Reality #4: A strategy is vital
    While a posting strategy is important on any social site, it’s particularly vital on Faceook due to the longer shelf life of posts. Not only should you determine frequency, but the type of content you will share.
    “We plan a month to two weeks in advance,” Elbe says. “We want to have engagement, answer FAQs, do a wedding gown of the season, and have someone put the wedding dresses on.”
    The most engagement comes when Elbe poses questions such as asking brides which dress they prefer. One of the most popular posts asked brides to vote for their favorite sleeves on a wedding gown. The store has also started answer a monthly question. The first was “Do I need to make an appointment?”
    She recently asked followers what they wanted to see more of and they asked for more gowns on brides rather than mannequins, highlighting the importance of another key aspect: authenticity.
    Ashworth has had a similar experience.
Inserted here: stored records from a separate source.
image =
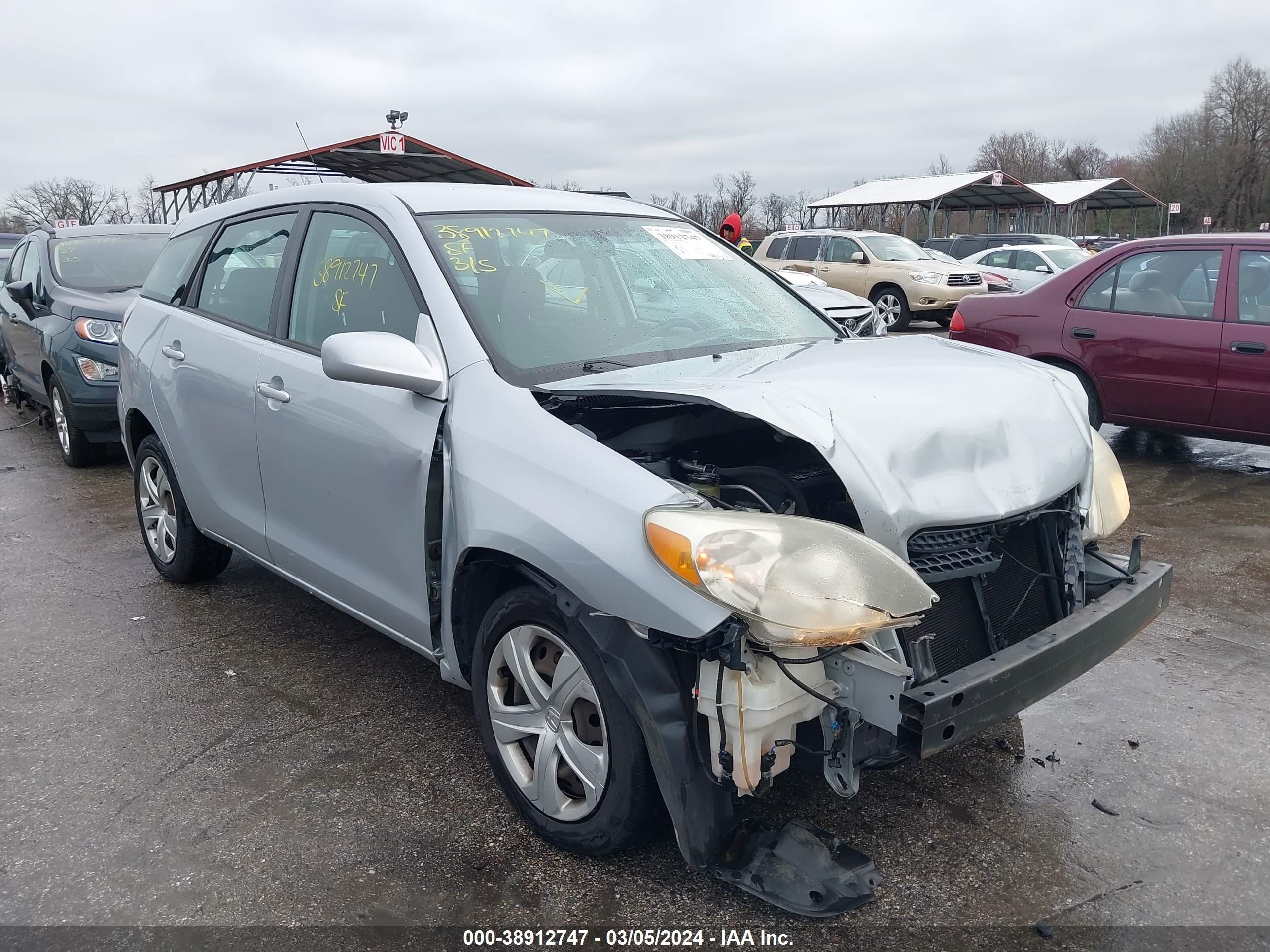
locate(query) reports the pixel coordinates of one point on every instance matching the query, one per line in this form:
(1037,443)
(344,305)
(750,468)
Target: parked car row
(1167,333)
(902,280)
(665,517)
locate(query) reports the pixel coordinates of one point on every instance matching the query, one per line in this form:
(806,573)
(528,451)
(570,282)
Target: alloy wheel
(158,510)
(548,723)
(888,306)
(61,423)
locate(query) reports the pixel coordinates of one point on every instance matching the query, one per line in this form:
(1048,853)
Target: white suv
(902,280)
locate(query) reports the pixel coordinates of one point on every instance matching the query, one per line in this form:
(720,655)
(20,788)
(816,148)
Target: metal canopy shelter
(989,192)
(356,159)
(1085,196)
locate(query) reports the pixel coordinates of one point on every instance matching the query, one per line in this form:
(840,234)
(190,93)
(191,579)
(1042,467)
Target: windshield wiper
(590,366)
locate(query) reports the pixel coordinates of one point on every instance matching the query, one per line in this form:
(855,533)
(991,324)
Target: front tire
(892,305)
(178,550)
(73,442)
(561,741)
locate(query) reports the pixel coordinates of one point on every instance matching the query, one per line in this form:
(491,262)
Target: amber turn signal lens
(675,551)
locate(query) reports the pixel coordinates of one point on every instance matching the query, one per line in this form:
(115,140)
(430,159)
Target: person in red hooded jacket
(731,233)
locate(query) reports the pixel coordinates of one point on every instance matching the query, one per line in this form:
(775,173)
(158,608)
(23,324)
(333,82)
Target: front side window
(31,270)
(14,271)
(172,271)
(806,248)
(557,295)
(894,248)
(117,262)
(1255,287)
(243,271)
(841,249)
(1029,261)
(1160,283)
(350,280)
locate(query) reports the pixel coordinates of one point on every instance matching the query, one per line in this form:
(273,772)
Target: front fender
(523,483)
Brides want to see what is real, and as such she can no longer post photos on mannequins; gowns have to be on real people. She regularly posts groups of 25 to 50 photos on Facebook, which show a variety of sizes and styles.
    “That gets the most traction because people comment, especially when we’re having a sale,” she says. “And when someone comments, all of her followers see that, too.”
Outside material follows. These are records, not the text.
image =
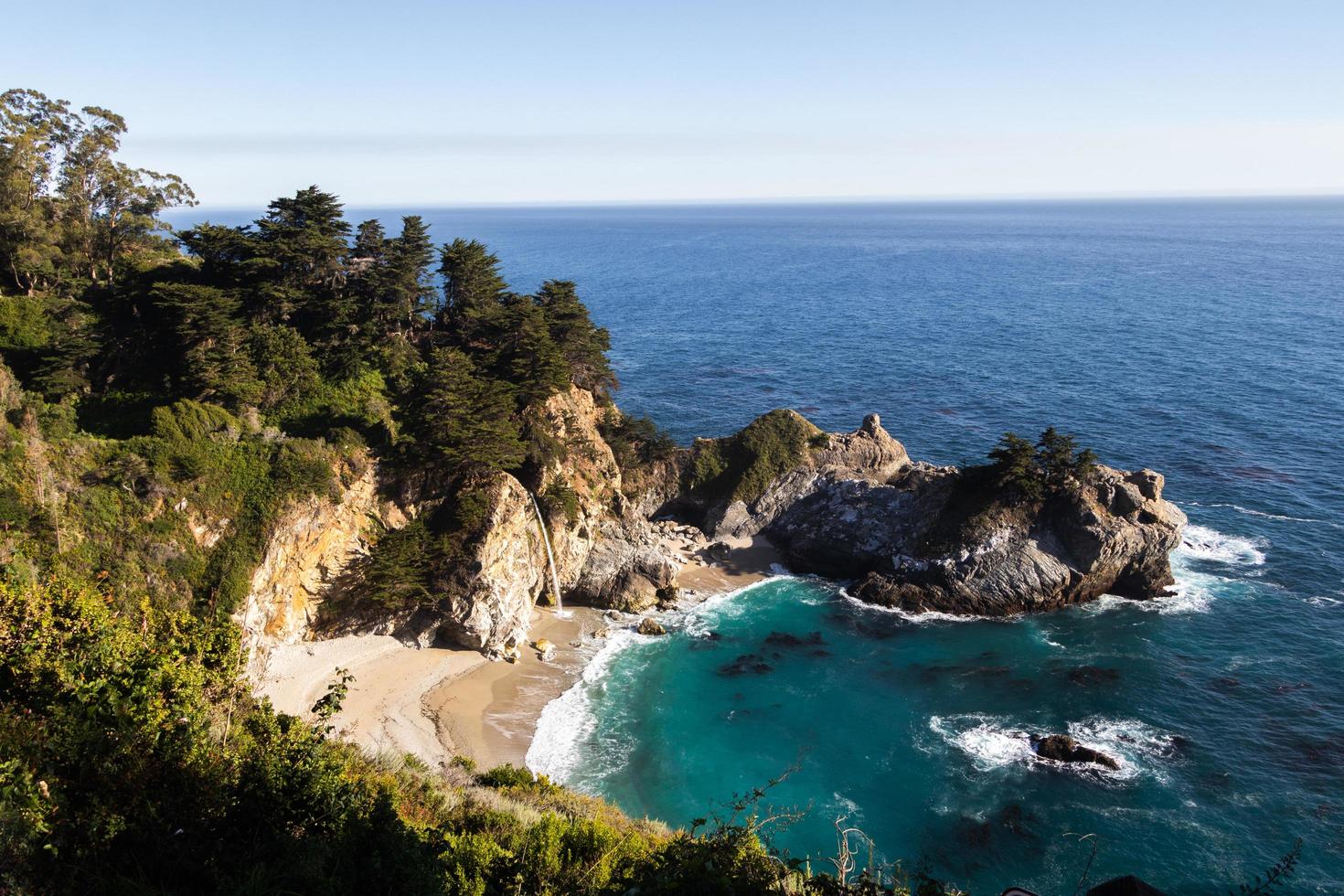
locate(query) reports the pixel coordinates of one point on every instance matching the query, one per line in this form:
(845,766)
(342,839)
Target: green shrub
(560,497)
(188,421)
(742,466)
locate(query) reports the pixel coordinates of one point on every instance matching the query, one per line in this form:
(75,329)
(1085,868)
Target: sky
(571,101)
    What’s resonating more, however, is reusing her TikTok videos as Facebook Reels.
    “We’ve had a few videos with over a million views, so video content is working,” says. “If we want our content to be shown to our followers it has to be video.”
    Video posts also receive the highest engagement for Coreena’s Bridal Boutique in College Station, Texas, and often encourage viewers to tag others who might enjoy the store’s content.
    “Facebook users really want their voices to be heard and they especially love commenting on videos that ask viewers to choose a favorite dress,” says owner Coreena Ferrata.
    Ellen’s Bridal analytics show brides engage with wedding photos of real brides, photos of gowns, and any authentic, behind-the-scenes posts about the store and its day-to-day business.
    Education is resonating a lot more on Facebook than Lorenz expected. Brides often don’t know simple things, she says – that it takes six months to get a dress for example, or how colors work together.
    Anyone at Belle Bridal can post on Facebook and while Lorenz has given her staff some guidelines and a branding strategy, she says, “I give them free rein because that’s how we stay authentic. I don’t want to tell them what to think. This brings excitement – the brides come in because they liked a particular post.”